Interview talking points

"How do you start a modeling project?"

"With the business questions, not the source data. I ask the team what the top three to five things they need to answer are, and what 'good' looks like. Then I identify the entities — the dimensions — and the events — the facts. I state the grain of each fact out loud and confirm it with stakeholders before writing SQL. The schema falls out of that conversation, not the other way around. Source data is a constraint; the business question is the goal."

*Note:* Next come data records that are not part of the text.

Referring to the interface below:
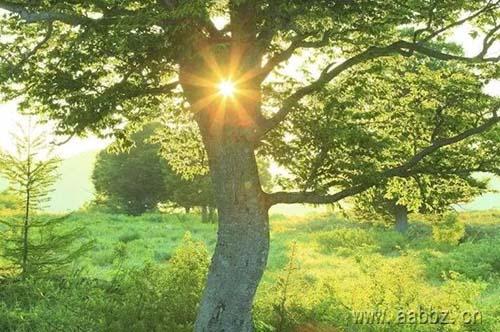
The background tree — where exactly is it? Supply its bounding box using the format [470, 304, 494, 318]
[0, 0, 499, 331]
[0, 120, 88, 277]
[92, 123, 215, 217]
[0, 190, 20, 214]
[92, 125, 171, 215]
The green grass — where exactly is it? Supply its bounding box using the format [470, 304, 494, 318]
[0, 211, 500, 331]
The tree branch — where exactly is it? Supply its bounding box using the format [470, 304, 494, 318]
[267, 115, 500, 206]
[0, 0, 98, 26]
[258, 32, 331, 82]
[257, 43, 398, 137]
[9, 22, 54, 72]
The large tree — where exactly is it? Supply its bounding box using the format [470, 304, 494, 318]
[0, 0, 500, 331]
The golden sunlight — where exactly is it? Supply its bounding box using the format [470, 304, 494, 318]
[219, 80, 236, 97]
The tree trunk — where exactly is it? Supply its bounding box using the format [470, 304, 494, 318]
[195, 140, 269, 332]
[394, 204, 408, 233]
[201, 206, 209, 224]
[208, 206, 217, 224]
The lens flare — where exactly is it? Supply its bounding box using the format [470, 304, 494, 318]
[219, 81, 236, 97]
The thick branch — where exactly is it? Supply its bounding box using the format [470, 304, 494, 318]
[259, 44, 398, 136]
[268, 116, 500, 206]
[257, 35, 500, 137]
[259, 32, 330, 81]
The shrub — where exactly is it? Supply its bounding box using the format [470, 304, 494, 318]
[432, 213, 465, 245]
[118, 232, 141, 243]
[102, 233, 209, 332]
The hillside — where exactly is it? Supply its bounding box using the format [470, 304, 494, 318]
[0, 151, 99, 212]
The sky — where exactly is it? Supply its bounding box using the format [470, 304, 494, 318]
[0, 22, 500, 158]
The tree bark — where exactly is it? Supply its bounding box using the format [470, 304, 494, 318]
[195, 136, 269, 332]
[200, 206, 209, 224]
[394, 204, 408, 233]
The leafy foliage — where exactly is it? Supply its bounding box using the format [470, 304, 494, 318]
[0, 120, 89, 277]
[92, 124, 214, 215]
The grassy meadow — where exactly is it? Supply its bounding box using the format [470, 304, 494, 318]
[0, 211, 500, 331]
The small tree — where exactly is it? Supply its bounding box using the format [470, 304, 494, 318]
[92, 123, 215, 215]
[0, 120, 88, 277]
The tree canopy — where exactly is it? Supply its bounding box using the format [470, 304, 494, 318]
[0, 0, 500, 331]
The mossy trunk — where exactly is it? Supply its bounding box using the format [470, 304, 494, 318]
[394, 204, 408, 233]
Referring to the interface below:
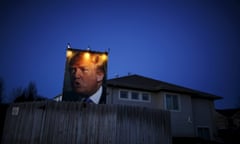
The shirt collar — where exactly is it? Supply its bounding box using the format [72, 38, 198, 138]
[90, 86, 102, 104]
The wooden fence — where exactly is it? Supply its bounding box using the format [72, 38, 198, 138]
[2, 102, 172, 144]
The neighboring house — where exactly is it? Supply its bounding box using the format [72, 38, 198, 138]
[107, 75, 221, 140]
[215, 108, 240, 144]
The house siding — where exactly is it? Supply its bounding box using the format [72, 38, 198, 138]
[170, 95, 194, 137]
[107, 88, 159, 108]
[192, 98, 216, 139]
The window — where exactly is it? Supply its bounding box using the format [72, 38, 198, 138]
[119, 90, 151, 102]
[165, 93, 180, 111]
[197, 127, 210, 140]
[131, 92, 139, 100]
[142, 93, 150, 101]
[120, 91, 128, 99]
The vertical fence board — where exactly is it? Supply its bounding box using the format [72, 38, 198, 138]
[2, 102, 172, 144]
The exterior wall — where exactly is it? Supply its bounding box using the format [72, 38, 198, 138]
[107, 88, 161, 109]
[192, 98, 217, 140]
[167, 93, 194, 137]
[107, 88, 216, 139]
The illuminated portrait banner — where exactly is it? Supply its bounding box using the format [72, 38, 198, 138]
[62, 48, 108, 104]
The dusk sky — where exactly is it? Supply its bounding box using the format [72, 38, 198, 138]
[0, 0, 240, 108]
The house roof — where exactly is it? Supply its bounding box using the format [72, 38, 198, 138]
[107, 74, 222, 99]
[216, 108, 240, 117]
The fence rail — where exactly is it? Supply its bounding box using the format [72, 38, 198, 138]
[2, 102, 172, 144]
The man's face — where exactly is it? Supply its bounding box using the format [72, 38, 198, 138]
[70, 54, 104, 95]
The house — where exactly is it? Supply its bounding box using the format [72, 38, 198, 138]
[215, 108, 240, 144]
[107, 75, 221, 140]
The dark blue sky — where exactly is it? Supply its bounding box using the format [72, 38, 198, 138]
[0, 0, 240, 108]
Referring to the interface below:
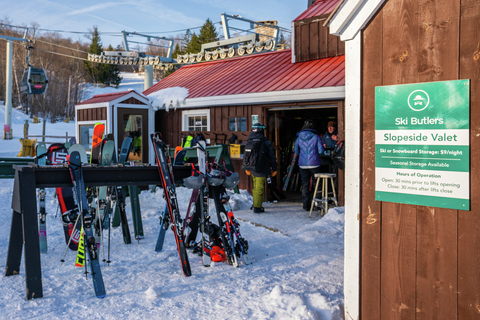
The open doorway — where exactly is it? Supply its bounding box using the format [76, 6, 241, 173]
[267, 105, 337, 202]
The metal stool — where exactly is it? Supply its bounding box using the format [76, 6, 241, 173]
[308, 173, 338, 218]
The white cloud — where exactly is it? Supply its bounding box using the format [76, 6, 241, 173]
[67, 2, 122, 16]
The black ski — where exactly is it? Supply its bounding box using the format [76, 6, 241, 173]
[150, 133, 192, 277]
[68, 151, 106, 298]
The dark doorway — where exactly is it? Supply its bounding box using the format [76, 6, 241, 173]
[267, 106, 337, 202]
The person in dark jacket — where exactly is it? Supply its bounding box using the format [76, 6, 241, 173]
[322, 121, 338, 155]
[245, 123, 277, 213]
[295, 120, 324, 211]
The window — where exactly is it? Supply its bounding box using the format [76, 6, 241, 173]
[228, 117, 247, 131]
[123, 114, 143, 162]
[182, 109, 210, 131]
[78, 121, 106, 151]
[80, 124, 95, 150]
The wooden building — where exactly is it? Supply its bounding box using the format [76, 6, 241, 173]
[75, 90, 154, 163]
[143, 0, 345, 198]
[329, 0, 480, 320]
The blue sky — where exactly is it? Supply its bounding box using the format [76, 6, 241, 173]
[0, 0, 307, 46]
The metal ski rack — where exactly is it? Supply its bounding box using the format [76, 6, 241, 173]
[177, 13, 280, 63]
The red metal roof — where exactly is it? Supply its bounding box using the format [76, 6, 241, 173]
[293, 0, 340, 21]
[143, 49, 345, 99]
[77, 90, 139, 105]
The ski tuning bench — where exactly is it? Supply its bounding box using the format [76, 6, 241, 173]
[5, 163, 192, 300]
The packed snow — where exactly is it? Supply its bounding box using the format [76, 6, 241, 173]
[0, 74, 344, 320]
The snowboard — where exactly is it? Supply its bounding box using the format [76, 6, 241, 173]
[37, 142, 47, 253]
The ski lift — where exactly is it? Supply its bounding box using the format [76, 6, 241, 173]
[20, 46, 48, 94]
[20, 66, 48, 94]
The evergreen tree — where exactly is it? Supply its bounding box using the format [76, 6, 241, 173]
[172, 43, 183, 59]
[85, 26, 122, 87]
[181, 29, 192, 52]
[186, 32, 202, 53]
[198, 19, 218, 44]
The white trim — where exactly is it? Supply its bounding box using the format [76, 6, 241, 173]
[343, 33, 362, 320]
[75, 102, 110, 110]
[114, 103, 150, 110]
[109, 91, 150, 106]
[179, 86, 345, 109]
[182, 109, 210, 131]
[290, 21, 296, 63]
[330, 0, 385, 41]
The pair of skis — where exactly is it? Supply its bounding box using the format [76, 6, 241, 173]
[150, 133, 192, 277]
[211, 186, 251, 267]
[68, 151, 106, 298]
[37, 142, 48, 253]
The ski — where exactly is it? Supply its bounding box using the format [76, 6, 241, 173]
[47, 143, 80, 251]
[150, 133, 192, 277]
[223, 200, 252, 265]
[128, 186, 143, 241]
[112, 137, 133, 228]
[209, 185, 238, 267]
[183, 189, 200, 248]
[68, 151, 106, 298]
[37, 142, 48, 253]
[112, 148, 132, 244]
[155, 202, 170, 252]
[197, 141, 212, 267]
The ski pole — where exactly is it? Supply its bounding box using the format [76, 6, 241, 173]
[60, 214, 80, 263]
[95, 188, 105, 262]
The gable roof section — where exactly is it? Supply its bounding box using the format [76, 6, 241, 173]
[143, 50, 345, 99]
[77, 90, 144, 106]
[329, 0, 386, 41]
[293, 0, 340, 21]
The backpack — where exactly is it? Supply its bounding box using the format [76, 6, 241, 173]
[242, 139, 268, 172]
[47, 143, 68, 165]
[332, 140, 345, 170]
[191, 132, 206, 147]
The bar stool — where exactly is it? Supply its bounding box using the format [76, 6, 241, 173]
[308, 173, 338, 218]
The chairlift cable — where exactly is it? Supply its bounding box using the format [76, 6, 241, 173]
[35, 39, 88, 53]
[35, 48, 90, 61]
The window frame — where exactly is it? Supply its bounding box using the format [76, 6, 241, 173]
[182, 109, 210, 131]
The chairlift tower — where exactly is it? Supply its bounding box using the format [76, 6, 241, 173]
[0, 28, 31, 139]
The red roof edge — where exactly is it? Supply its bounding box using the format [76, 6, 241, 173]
[293, 0, 340, 21]
[77, 90, 147, 105]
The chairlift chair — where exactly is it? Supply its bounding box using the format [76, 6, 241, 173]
[20, 65, 48, 94]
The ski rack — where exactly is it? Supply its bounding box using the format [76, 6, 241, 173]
[88, 13, 280, 70]
[177, 13, 280, 63]
[88, 31, 177, 70]
[5, 163, 192, 300]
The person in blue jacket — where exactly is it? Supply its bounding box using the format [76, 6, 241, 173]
[295, 120, 324, 211]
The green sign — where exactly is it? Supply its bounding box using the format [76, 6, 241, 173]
[375, 80, 470, 210]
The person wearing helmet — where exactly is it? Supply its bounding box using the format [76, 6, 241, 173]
[245, 123, 277, 213]
[295, 120, 324, 211]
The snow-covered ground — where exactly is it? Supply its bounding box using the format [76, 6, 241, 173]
[0, 76, 344, 320]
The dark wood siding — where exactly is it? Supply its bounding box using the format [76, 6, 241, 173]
[155, 100, 345, 199]
[77, 107, 107, 121]
[294, 15, 345, 62]
[360, 0, 480, 320]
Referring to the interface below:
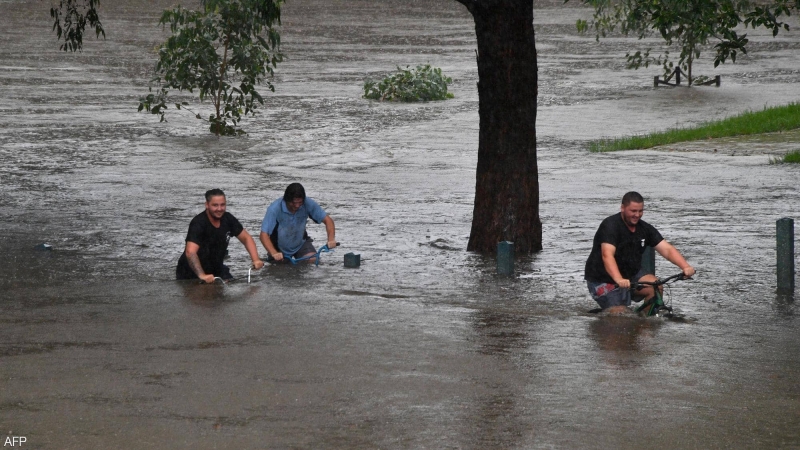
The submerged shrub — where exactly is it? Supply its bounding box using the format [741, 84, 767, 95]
[769, 149, 800, 164]
[364, 64, 453, 102]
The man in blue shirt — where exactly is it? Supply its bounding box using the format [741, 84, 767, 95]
[259, 183, 336, 262]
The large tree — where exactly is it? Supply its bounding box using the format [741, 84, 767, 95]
[456, 0, 542, 254]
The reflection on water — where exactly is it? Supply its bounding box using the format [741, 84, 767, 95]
[589, 314, 663, 366]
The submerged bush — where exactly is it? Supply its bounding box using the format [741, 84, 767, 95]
[364, 64, 453, 102]
[769, 149, 800, 164]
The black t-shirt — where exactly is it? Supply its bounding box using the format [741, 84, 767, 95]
[176, 211, 244, 279]
[584, 213, 664, 283]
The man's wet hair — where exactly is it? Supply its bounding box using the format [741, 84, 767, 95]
[622, 191, 644, 206]
[283, 183, 306, 203]
[206, 189, 225, 202]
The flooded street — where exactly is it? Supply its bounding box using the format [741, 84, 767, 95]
[0, 0, 800, 449]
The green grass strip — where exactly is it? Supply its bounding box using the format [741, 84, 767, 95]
[589, 103, 800, 152]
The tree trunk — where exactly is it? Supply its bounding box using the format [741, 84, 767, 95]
[457, 0, 542, 254]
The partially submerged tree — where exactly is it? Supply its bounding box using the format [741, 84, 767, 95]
[50, 0, 106, 52]
[577, 0, 800, 86]
[456, 0, 542, 254]
[53, 0, 542, 254]
[139, 0, 282, 135]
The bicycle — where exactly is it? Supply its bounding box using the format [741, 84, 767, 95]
[631, 273, 691, 317]
[285, 242, 339, 266]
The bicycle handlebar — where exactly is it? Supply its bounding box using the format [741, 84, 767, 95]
[631, 272, 692, 289]
[287, 242, 339, 265]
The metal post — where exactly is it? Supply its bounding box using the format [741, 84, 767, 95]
[497, 241, 514, 276]
[776, 217, 794, 295]
[344, 252, 361, 269]
[642, 246, 656, 275]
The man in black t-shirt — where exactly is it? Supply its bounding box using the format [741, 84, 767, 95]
[584, 192, 695, 313]
[175, 189, 264, 283]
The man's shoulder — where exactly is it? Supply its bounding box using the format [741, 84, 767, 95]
[189, 210, 209, 226]
[267, 198, 283, 212]
[222, 211, 239, 222]
[600, 213, 623, 228]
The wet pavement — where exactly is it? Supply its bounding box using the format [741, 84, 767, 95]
[0, 0, 800, 449]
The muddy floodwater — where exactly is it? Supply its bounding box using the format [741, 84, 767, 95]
[0, 0, 800, 449]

"When do you SCD2 a dimension?"

"Default to SCD1 — overwrite — for most dimensions, because most BI questions ask 'what does the world look like now.' I reach for SCD2 when the business genuinely needs point-in-time accuracy. The clearest case: financial reporting, where you need to know 'what plan was this customer on when they placed this order' — not what plan they're on today. Also: pricing, organizational changes (region/segment), anything regulators might ask about. The cost of SCD2 is more complex joins and more storage; the cost of not SCD2-ing something that needed it is silent wrong numbers in historical reports."

"Star schema or OBT?"

"Star schema as the canonical layer — that's where source-of-truth lives. OBT-style wide tables built on top for specific consumption use cases: self-serve BI, ML feature serving, dashboards where join cost matters. The wide tables are derived from the star; they're not what we test or document — the star is. The hybrid gives you the maintainability of normalized modeling and the query speed of denormalized consumption."